While the causes of underperformance vary between funds, common roots include the Russian invasion of Ukraine, which threatens supply chains. And the Federal Reserve’s hawkish stance, which has put a dampener on growth companies. Below we look at each thematic in more detail.

ETFS Hydrogen ETF (HGEN)
  • HGEN fell 11.5% in Q1, thanks to rising interest rates and Senator Manchin vetoing US subsidies for clean hydrogen.

  • HGEN is especially sensitive to higher discount rates as the majority (16 out of 30) of the companies it holds are loss-making. While HGEN’s performance is negative this year, in March, HGEN rallied 12.8% on a more dovish Fed).

  • Build Back Better generated a lot of optimism and buzz around clean hydrogen as it included vast subsidies. Its veto by Manchin was a major setback.

  • However, Russia’s invasion of Ukraine has sent (methane) gas prices soaring, making green hydrogen more appealing and cost-competitive. A major barrier to clean hydrogen uptake has been cost.

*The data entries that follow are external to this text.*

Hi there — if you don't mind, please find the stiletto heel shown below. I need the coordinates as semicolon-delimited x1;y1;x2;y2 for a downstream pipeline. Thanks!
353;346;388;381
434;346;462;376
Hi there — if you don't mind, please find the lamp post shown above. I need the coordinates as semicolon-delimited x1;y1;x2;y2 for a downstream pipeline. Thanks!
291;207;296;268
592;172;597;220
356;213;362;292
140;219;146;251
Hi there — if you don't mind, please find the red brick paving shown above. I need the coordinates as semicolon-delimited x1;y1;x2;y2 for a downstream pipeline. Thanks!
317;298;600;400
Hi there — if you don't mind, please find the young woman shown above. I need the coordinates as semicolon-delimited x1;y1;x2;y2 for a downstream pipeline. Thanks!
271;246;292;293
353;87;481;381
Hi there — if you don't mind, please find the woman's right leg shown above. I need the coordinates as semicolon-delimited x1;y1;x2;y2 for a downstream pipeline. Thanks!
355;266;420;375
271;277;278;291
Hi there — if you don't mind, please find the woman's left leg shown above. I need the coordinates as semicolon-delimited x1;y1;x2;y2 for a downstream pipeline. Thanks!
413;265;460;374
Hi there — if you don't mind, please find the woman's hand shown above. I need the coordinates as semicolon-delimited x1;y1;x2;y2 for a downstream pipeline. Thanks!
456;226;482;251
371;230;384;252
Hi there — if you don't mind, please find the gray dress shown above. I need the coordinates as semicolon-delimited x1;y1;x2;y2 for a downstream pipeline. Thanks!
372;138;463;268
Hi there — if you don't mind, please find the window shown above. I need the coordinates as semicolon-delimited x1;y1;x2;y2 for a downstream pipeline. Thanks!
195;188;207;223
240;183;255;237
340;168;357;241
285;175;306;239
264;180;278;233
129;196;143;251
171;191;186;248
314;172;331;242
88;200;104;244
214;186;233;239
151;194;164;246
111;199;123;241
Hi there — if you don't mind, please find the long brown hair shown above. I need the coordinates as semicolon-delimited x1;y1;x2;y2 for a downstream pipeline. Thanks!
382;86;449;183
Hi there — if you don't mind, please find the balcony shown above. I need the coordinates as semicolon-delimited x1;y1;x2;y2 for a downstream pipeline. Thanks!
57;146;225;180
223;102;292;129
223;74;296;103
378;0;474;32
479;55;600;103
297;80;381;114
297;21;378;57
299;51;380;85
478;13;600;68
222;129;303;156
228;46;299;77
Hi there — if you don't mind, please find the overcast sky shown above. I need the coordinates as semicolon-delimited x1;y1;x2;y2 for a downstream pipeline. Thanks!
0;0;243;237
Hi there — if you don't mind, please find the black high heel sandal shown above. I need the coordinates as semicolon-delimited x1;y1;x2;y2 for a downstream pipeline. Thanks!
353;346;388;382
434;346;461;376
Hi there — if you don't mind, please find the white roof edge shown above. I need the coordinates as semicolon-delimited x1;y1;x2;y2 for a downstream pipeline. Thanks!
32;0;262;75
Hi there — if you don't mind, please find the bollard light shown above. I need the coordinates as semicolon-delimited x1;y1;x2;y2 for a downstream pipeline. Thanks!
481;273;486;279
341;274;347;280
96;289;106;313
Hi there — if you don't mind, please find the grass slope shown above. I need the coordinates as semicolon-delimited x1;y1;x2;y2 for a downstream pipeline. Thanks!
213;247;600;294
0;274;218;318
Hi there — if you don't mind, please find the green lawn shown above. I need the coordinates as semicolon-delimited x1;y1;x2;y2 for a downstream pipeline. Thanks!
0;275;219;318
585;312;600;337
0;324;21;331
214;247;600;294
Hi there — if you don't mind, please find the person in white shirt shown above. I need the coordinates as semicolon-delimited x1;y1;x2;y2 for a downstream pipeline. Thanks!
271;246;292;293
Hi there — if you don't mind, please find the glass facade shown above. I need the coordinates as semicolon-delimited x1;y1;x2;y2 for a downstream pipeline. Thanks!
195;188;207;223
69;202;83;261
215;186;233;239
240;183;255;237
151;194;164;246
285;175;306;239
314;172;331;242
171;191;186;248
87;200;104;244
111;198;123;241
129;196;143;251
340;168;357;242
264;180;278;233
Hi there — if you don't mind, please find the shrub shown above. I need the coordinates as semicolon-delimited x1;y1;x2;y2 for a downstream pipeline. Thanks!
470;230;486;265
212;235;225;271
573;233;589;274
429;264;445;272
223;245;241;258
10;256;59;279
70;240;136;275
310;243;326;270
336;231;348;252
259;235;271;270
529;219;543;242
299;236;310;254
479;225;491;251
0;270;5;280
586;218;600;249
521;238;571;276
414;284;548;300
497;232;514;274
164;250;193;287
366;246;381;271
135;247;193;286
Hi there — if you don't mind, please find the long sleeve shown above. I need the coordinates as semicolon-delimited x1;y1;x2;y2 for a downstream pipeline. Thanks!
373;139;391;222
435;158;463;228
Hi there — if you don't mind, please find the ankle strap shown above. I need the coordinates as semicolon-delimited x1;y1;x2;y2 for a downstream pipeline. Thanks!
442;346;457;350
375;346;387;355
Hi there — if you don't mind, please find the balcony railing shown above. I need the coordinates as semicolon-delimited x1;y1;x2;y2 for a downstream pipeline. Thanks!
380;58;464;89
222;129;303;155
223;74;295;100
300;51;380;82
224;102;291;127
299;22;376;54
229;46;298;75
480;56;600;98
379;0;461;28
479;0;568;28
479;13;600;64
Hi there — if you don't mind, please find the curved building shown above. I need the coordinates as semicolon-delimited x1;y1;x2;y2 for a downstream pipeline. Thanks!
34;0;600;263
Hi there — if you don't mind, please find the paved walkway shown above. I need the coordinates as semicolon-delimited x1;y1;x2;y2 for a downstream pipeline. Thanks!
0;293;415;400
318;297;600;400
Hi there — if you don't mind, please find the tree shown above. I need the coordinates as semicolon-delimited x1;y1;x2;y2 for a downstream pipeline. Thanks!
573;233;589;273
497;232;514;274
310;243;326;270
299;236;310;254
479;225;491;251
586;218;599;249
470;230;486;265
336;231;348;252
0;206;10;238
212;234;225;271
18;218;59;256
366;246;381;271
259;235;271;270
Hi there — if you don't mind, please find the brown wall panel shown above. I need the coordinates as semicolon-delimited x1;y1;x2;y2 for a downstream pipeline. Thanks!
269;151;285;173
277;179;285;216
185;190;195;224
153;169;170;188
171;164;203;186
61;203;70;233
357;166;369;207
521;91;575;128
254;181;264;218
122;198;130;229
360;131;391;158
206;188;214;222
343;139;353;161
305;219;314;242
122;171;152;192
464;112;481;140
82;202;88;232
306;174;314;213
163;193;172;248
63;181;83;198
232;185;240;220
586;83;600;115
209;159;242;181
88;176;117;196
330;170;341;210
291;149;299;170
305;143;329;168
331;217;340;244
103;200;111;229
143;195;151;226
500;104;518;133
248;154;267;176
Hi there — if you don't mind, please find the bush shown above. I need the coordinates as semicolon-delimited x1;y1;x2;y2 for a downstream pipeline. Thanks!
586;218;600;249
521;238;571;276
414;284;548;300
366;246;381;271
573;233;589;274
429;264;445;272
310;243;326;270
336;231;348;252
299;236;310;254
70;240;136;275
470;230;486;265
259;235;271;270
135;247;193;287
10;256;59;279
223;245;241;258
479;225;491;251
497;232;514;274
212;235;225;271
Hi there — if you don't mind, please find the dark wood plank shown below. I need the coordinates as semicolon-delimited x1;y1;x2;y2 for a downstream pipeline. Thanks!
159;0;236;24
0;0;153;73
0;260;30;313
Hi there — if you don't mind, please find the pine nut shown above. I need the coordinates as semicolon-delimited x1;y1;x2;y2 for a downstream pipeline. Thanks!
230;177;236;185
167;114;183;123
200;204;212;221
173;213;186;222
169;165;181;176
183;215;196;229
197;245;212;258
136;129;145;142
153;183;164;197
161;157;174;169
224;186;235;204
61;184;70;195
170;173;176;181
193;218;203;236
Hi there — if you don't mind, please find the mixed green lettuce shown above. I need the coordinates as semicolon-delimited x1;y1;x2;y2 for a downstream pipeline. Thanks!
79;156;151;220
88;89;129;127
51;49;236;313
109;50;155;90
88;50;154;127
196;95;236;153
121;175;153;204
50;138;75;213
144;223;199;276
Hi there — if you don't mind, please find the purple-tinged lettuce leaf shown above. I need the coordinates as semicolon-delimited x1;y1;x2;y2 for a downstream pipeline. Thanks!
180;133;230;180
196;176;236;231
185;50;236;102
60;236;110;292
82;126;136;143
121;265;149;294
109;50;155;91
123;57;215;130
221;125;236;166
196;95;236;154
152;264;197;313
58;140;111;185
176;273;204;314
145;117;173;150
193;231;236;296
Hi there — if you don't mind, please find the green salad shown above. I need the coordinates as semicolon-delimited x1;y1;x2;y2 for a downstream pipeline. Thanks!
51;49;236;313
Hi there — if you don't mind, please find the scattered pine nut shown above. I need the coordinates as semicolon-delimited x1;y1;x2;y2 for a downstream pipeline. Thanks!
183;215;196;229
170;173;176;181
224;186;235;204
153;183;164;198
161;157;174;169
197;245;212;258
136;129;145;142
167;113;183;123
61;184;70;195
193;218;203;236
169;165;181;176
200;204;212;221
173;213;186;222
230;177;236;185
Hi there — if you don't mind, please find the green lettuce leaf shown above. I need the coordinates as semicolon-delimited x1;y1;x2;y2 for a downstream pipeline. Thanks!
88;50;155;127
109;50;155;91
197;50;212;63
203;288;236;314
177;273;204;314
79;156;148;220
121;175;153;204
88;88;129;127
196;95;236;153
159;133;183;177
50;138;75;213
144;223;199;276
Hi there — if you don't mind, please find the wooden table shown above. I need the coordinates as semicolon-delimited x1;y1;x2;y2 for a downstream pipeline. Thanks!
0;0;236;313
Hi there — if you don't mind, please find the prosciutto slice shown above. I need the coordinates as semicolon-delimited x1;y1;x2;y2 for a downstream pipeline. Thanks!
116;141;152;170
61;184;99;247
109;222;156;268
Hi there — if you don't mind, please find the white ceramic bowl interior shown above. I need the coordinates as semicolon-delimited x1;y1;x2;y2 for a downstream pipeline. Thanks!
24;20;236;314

    • Clean hydrogen pure-plays in HGEN include Nel ASA, PowerCell Sweden, Fuelcell Energy, Fusion Fuel Geren, and others.

  • Long-term investors may use the drawdown as a more attractive entry point into the hydrogen economy, just as global investments in this space are ramping up.

    • The number of countries with a hydrogen strategy doubled in 2021 from 13 to 26, with Bloomberg expecting 22 more to follow this year.

  • National and corporate net-zero goals will drive clean hydrogen demand.

    • The US and Europe will see hydrogen projects finally begin construction this year, backed by a wave of policy support and funding.

    • Public and private sector funding for green hydrogen amounts to over $337 billion, with more than 90 industrial green hydrogen projects under development worldwide.

    • The cost of green hydrogen is expected to fall rapidly through to 2030, with Bloomberg predicting it will be cheaper than natural gas by 2050.

Learn more about HGEN

ETFS Battery Tech & Lithium ETF (ACDC)
  • ACDC fell 10.3% in Q1, putting it almost neck-and-neck with the MSCI World. This made it one of the better performing thematics.

  • ACDC has a mix of growth and value companies, the latter namely being a number of the car manufacturers, giving it less of a growth bias than other thematic ETFs.

  • Russia’s invasion of Ukraine negatively impacted the fund, particularly weighing on the European companies in the index. ACDC’s European exposure was just under 20% at the end of Q1 2022.

    • Specific European companies that dipped in Q1 were:

      • BMW -13.5%

      • Daimler -21.5%

      • Mercedes -7.4%

      • Renault -23.4%

  • The Ukraine war has also driven up the price of Nickel (+132% at its YTD peak) as Russia is a major producer denting battery producers like LG Chem, TDK Corp and Panasonic.

  • However, investors bought the dip in Q1, with ACDC continuing to see inflows.

  • The fundamentals of battery tech remain sound. EV sales doubled in 2021 with 6.6m sold globally.

  • China is a big driver of this growth, with 3.3m EVs sold last year and EVs now make up over 11% of the car market in Western Europe.

  • Policy shifts and manufacturing targets are driving the growth:

    • US government announced 50% electrification target for new cars, supported by 500k charging stations by 2030.

    • EU proposed to bring CO2 emissions standards for new cars to zero by 2035.